Avery Weigh-Tronix, Ltd.; Avery Weigh-Tronix, LLC;
- Type: Subsidiary
- Industry: Industrial weighing machines
- Predecessor: Avery Berkel; Weigh-Tronix;
- Founded: June 2000 (as Avery Weigh-Tronix)
- Headquarters: Smethwick, West Midlands, United Kingdom
- Brands: Brecknell
- Parent: Illinois Tool Works (2008–current)
- Website: www.averyweigh-tronix.com

= Avery Weigh-Tronix =

Avery Weigh-Tronix is a subsidiary of Illinois Tool Works specialising in industrial weighing machines. Its headquarters stands on the site of the Soho Foundry in Smethwick, West Midlands, England. The company additionally has a United States–based manufacturing and retail manufacturing plant. The company is one of the largest suppliers of weighing devices. The company is registered as Avery Weigh-Tronix, Ltd. in the UK and Avery Weigh-Tronix, LLC in the US.

== History ==
The company was formed in June 2000 when the U.S.-based weighing company Weigh-Tronix acquired the Avery Berkel group of companies. Avery Berkel was the result of the merger between GEC Avery (formally W & T Avery) and Berkel.

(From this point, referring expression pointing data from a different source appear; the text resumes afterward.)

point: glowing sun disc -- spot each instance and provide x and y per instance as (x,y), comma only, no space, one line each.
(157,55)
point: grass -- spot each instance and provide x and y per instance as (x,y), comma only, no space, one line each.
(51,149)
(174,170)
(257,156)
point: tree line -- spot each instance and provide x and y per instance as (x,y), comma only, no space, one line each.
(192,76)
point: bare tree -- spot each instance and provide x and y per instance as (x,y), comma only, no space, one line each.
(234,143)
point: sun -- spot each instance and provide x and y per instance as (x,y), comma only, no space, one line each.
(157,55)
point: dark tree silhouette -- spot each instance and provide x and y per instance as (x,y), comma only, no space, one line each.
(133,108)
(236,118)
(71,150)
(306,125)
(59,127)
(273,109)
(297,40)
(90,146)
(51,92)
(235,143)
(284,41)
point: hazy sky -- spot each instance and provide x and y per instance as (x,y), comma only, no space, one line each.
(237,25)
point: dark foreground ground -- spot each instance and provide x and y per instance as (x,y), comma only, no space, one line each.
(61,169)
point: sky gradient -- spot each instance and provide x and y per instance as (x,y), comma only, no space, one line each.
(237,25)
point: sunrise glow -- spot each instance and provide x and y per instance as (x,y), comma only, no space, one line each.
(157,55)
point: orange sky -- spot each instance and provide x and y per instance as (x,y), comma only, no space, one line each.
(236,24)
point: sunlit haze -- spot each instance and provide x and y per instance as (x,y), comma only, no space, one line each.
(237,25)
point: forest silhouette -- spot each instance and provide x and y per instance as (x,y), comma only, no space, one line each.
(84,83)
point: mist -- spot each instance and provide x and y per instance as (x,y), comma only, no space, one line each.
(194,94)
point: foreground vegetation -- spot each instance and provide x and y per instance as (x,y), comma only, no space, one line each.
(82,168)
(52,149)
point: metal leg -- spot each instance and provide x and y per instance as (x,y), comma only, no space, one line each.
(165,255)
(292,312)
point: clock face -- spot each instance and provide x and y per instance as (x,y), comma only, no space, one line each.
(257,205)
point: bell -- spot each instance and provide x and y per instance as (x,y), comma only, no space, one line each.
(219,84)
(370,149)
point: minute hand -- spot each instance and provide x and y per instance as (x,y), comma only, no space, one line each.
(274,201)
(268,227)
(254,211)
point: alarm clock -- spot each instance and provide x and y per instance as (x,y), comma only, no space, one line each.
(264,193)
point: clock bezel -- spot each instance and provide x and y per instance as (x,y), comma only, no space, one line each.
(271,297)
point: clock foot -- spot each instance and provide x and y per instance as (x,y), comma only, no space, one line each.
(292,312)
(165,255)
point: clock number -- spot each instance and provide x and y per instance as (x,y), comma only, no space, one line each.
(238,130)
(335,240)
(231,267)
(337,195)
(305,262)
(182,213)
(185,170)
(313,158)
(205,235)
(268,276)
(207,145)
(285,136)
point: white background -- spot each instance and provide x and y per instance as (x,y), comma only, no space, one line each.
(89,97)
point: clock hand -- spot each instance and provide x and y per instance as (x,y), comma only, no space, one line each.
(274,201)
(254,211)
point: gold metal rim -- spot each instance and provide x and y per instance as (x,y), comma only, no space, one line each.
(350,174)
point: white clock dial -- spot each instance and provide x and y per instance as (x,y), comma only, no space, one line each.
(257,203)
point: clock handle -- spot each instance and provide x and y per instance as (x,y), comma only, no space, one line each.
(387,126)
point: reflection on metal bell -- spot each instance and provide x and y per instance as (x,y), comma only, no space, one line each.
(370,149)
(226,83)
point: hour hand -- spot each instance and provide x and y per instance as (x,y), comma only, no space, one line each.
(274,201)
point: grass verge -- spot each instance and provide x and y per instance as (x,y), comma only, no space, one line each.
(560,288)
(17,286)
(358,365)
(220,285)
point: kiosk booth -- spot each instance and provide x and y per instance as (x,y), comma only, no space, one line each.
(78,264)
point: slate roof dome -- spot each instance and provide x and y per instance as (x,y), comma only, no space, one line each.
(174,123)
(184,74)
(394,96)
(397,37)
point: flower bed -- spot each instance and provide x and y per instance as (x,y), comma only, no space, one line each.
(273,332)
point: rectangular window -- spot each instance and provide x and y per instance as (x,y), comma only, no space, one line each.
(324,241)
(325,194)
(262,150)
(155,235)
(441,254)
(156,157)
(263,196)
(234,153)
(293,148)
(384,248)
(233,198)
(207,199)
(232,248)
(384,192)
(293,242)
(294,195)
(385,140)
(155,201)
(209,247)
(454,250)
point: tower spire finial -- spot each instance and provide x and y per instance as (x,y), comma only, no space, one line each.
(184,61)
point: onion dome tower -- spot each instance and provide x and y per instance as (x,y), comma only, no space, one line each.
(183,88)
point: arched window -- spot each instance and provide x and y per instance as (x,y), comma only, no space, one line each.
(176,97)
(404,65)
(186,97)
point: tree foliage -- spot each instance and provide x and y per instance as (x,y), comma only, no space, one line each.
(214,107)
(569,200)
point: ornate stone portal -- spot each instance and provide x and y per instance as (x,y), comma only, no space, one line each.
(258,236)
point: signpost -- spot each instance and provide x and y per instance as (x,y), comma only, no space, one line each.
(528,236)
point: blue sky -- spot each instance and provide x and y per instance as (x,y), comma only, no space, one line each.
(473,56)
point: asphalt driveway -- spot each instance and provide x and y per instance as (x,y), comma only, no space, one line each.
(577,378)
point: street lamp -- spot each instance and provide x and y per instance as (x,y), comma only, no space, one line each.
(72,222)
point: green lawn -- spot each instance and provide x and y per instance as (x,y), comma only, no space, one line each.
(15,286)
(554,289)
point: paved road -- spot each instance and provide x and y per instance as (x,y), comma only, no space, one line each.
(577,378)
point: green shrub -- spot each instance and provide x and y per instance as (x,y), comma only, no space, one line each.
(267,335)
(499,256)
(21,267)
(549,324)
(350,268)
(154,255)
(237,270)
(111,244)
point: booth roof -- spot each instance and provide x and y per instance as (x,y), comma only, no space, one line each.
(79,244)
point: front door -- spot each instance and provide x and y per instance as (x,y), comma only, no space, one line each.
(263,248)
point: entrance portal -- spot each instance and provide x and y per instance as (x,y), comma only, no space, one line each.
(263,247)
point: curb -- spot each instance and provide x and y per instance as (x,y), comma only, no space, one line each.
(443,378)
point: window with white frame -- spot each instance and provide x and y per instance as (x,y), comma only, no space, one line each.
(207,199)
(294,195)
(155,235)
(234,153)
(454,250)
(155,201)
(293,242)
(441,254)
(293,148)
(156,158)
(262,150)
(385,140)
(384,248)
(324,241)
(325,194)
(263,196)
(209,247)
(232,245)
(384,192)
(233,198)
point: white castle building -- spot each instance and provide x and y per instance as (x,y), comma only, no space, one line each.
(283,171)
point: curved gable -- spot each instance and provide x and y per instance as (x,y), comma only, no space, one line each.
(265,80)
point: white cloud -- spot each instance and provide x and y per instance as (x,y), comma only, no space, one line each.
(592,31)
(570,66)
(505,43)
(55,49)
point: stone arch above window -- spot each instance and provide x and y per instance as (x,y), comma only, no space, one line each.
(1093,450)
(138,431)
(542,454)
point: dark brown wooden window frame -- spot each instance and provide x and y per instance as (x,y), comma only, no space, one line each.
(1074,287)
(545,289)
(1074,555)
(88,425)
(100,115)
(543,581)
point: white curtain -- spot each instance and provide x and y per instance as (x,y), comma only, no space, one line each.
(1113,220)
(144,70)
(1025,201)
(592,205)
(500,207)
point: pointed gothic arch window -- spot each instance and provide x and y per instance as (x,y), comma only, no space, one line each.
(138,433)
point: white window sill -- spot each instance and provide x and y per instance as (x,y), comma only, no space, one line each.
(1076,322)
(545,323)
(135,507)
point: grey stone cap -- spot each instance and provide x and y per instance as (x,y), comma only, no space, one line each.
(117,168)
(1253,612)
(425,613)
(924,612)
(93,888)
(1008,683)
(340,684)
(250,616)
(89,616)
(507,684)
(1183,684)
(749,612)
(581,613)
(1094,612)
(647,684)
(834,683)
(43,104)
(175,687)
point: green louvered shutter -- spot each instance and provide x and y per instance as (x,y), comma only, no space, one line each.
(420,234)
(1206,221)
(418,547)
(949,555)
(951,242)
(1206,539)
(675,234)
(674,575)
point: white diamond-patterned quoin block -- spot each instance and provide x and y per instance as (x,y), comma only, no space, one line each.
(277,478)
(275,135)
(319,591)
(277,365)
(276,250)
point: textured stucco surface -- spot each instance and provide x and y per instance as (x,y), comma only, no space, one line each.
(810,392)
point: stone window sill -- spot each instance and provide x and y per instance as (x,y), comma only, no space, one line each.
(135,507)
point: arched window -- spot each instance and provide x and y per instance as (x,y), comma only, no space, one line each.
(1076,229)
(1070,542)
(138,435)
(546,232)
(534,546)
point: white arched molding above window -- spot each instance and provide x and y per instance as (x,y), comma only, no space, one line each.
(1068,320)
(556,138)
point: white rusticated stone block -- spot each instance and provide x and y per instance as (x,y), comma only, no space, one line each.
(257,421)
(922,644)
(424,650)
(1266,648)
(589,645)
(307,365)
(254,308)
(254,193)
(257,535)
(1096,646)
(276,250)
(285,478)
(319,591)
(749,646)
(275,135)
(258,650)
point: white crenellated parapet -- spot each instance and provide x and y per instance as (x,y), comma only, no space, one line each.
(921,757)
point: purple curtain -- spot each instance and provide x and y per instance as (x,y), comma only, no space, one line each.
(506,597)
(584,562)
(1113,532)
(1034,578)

Avery Weigh-Tronix was the parent company in the group with every other company (including Avery Berkel) being brands of Avery Weigh-Tronix. Avery Weigh-Tronix was used as the industrial brand of the company.

In September 2007, Illinois Tool Works acquired Avery Berkel from Avery Weigh-Tronix.

In September 2008, Illinois Tool Works acquires Avery Weigh-Tronix, Avery Berkel and Avery Weigh-Tronix were kept separate with Avery Weigh-Tronix focusing more on the industrial and commercial and Avery Berkel focusing on retail.